Nos anos 1990, (veja mapa ao lado) três linhas de metrô foram projetadas pelo GDF. A atual – chegando até o final da Asa Norte -, uma ligando Ceilândia ao Gama e outra partindo do Gama, pela via EPIA, chegando à Rodoferroviária.

A Cia do Metrô chegou a ter os recursos para tal obra, mas o governo Agnelo optou em usá-los para construir o BRT-Sul, ligando Santa Maria e Gama ao Plano Piloto. Deve ter sido a primeira obra no mundo de uma linha de ônibus construída por uma empresa de Metrô.

O projeto do BRT-Sul ficou incompleto. Faltou o trecho entre o Núcleo Bandeirante e a Estação Asa Sul do Metrô, passando pela Candangolândia e Park Sul. Na Candangolândia restou apenas as ruínas de uma estação inacabado que hoje abriga moradores de rua. Foto de Eugênio Josino.

O projeto do BRT-Sul ficou incompleto. Faltou o trecho entre o Núcleo Bandeirante e a Estação Asa Sul do Metrô, passando pela Candangolândia e o Park Sul. Na Candangolândia, restou apenas as ruínas de uma estação inacabada e que hoje abriga moradores de rua.

Em 2013, a placa oficial apontava um custo da obra do BRT de R$ 533,6 milhões. O custo final foi de R$ 704,7 milhões. Foto de Chico Sant’Anna.

Orçada inicialmente em R$ 587,4 milhões (Esse é o valor que as autoridades trabalham, embora placa oficial da obra apontasse em 2013 para um valor de R$ 533,6 milhões), a obra saiu por R$ 704,7 milhões, com um superfaturamento de 25%, aproximadamente R$ 208 milhões, segundo o Ministério Público. O BRT-Sul, como o Mané Garrincha, caiu na Operação Panatenaico da Polícia Federal. E a linha 2 do Metrô não saiu do papel.

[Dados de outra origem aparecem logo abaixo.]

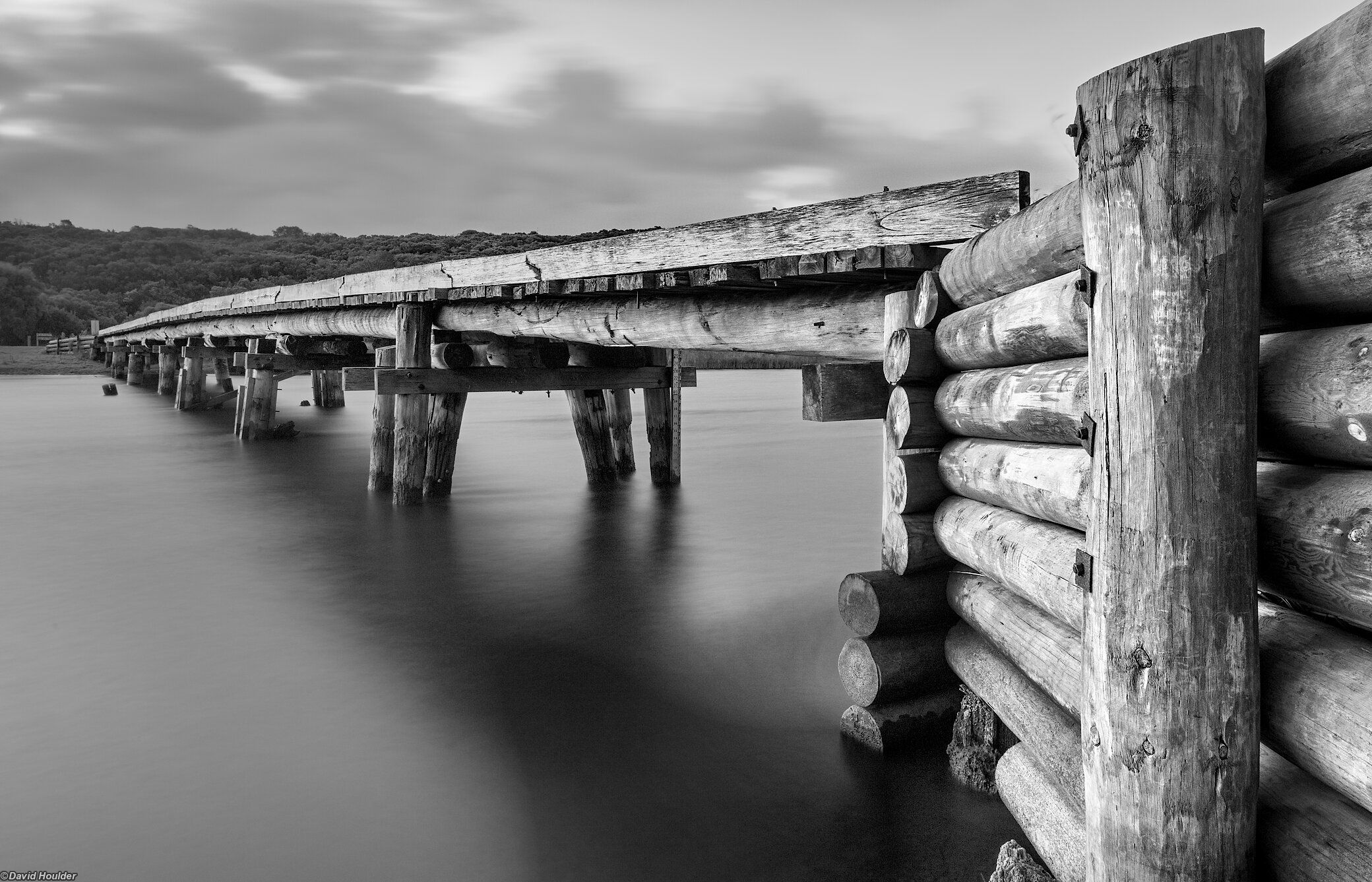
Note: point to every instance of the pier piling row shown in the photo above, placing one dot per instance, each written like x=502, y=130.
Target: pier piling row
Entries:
x=1125, y=441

Publicada originalmente na coluna BRASÍLIA, POR CHICO SANT’ANNA, no semanário Brasília Capital.

Trem Regional

Na mesma época em que se iniciavam as obras do BRT-Sul, a Superintendência do Desenvolvimento do Centro-Oeste – Sudeco apresentou projeto de transformação da linha férrea da Extinta RFFSA em um Trem Regional. O trajeto de 60 km, desde Luziânia, atende aos principais polos habitacionais da parte Sul do DF e Entorno.

Seria beneficiada uma população superior a 500 mil habitantes. A linha, hoje usada só por cargas, já passa pela Cidade Ocidental, Valparaiso, está próxima ao Novo Gama, Gama e Santa Maria, atravessa o Park Way, Núcleo Bandeirante, Guará, SIA, chegando à Rodoferroviária.

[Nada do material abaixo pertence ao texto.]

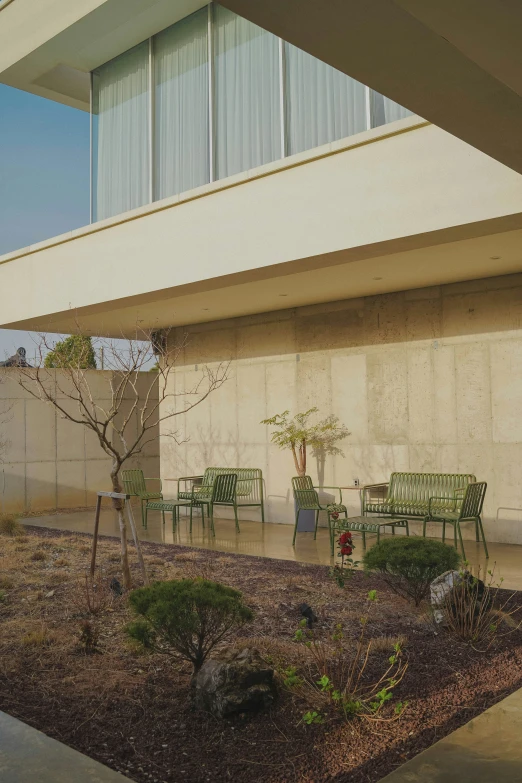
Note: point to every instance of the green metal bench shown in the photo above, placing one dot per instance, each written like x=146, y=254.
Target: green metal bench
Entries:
x=248, y=488
x=466, y=507
x=408, y=495
x=307, y=499
x=135, y=484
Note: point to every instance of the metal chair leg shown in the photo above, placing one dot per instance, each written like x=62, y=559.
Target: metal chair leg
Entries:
x=295, y=526
x=457, y=525
x=483, y=537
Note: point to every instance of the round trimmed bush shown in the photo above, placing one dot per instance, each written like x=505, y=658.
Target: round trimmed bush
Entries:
x=409, y=565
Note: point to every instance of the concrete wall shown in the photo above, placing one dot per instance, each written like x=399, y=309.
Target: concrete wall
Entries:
x=48, y=462
x=425, y=380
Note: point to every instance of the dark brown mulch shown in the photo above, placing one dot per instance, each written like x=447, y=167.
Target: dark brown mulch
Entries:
x=133, y=712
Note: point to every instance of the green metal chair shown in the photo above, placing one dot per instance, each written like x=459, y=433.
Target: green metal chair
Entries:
x=307, y=499
x=466, y=506
x=223, y=492
x=135, y=484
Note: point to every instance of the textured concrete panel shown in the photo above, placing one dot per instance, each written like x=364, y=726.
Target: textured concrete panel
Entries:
x=41, y=485
x=420, y=396
x=388, y=396
x=70, y=483
x=28, y=755
x=412, y=375
x=506, y=384
x=40, y=431
x=473, y=393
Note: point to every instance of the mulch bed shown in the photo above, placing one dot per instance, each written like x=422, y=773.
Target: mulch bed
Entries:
x=132, y=711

Nos cruzamentos com a linhas do BRT-Sul e do Metrô, no Guará; e com a EPTG, tornar-se-ia fácil a integração com ônibus e metrô. O custo de adaptação da linha, apontado à época pela Sudeco, era a metade do BRT-Sul, cerca de R$ 360 milhões. Cada viagem do Trem Regional equivaleria a 15 viagens de ônibus. Centenas de carros particulares deixariam de circular.

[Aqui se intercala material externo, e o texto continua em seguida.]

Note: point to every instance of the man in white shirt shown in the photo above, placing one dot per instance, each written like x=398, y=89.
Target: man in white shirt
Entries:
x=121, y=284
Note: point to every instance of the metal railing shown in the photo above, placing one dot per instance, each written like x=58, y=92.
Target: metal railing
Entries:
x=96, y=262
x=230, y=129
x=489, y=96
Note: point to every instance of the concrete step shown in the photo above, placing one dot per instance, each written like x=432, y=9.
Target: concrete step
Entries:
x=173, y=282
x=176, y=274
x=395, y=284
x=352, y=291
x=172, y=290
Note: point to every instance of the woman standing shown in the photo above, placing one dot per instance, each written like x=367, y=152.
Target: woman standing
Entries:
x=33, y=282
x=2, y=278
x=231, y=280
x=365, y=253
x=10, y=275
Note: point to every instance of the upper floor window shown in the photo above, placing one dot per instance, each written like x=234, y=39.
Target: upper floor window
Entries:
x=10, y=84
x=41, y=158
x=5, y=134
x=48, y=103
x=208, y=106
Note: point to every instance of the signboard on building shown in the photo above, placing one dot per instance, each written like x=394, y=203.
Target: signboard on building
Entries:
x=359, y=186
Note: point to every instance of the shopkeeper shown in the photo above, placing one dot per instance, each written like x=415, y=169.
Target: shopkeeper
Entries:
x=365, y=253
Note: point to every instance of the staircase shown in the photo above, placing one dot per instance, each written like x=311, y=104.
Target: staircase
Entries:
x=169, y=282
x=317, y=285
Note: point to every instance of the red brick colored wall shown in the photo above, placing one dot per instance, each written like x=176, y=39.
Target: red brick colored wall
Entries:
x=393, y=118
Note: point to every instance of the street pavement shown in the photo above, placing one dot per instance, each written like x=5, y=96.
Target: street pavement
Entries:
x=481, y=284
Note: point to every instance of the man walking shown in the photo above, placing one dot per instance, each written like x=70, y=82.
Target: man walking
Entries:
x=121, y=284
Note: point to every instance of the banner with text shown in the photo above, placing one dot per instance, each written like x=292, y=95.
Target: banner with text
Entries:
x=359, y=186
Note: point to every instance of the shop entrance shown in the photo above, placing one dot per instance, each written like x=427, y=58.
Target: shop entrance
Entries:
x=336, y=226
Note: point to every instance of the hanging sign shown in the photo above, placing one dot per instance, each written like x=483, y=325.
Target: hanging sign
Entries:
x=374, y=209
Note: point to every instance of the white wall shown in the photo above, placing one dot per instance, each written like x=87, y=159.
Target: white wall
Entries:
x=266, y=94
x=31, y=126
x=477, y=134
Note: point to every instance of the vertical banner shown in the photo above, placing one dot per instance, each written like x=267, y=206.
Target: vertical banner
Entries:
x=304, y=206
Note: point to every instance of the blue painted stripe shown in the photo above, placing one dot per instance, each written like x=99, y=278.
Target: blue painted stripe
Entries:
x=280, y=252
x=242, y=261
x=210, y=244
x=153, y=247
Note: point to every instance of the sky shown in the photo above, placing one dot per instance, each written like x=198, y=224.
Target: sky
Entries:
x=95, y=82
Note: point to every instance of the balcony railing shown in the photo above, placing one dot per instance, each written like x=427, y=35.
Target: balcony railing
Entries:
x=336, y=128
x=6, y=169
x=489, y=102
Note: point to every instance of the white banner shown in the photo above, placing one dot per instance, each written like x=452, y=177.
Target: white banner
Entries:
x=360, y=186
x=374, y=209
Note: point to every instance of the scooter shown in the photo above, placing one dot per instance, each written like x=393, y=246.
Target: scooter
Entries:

Desde o governo Arruda, a cidade desperdiçou oportunidades de custeio para a ampliação da rede de metrô. Ao todo, R$ 1,2 milhão. Passaram-se os governos Arruda, Rosso, Agnelo e Rollemberg e nenhum centímetro de trilho foi colocado. Com a queda de Dilma, Temer acabou com a disponibilidade da verba e ficamos a pé.

Padre Cícero

Forças ocultas, contudo, inviabilizaram o projeto. De pronto surgiram técnicos de plantão para apontar problemas: “o trajeto não é bom, a bitola não é adequada”…, mil argumentos para que não se materializasse. Esqueceram-se, contudo, que nesta mesma linha, até 1996 trafegou o Trem Bandeirante, levando passageiros de Brasília a São Paulo. Por fim, o Ceará calou a boca de todos que só encontram problemas e nunca veem solução. Em pleno sertão, um trecho de igual tamanho, 60 km, foi transformado no VLT do Cariri, que liga o Crato a Juazeiro do Norte e, de quebra, ainda se pede uma benção ao Padre Cícero.

Ônibus não possuem a mesma capacidade de transporte de trens, metrô e VLTs. Foto: Chico Sant’Anna

Passou da hora da linha do Trem Bandeirante virar o Trem Regional do DF. É desumano obrigar as pessoas a perderem cerca de quatro horas de seu dia enlatadas em ônibus superlotados ou presas a engarrafamentos infindáveis. Soluções rodoviaristas além de caras se mostram ineficientes ao longo dos anos. Quatro anos se passaram desde a ampliação da EPIA Sul, para receber o BRT, e ela já apresenta engarrafamentos às quatro da manhã e às quatro da tarde. Um novo governo está por chegar. É importante ter o compromisso das futuras autoridades em soluções mais eficientes, confortáveis, confiáveis e sustentáveis de mobilidade urbana. O rodoviarismo, em todo o mundo, está com seus dias contados. Brasília não pode perder o trem da história.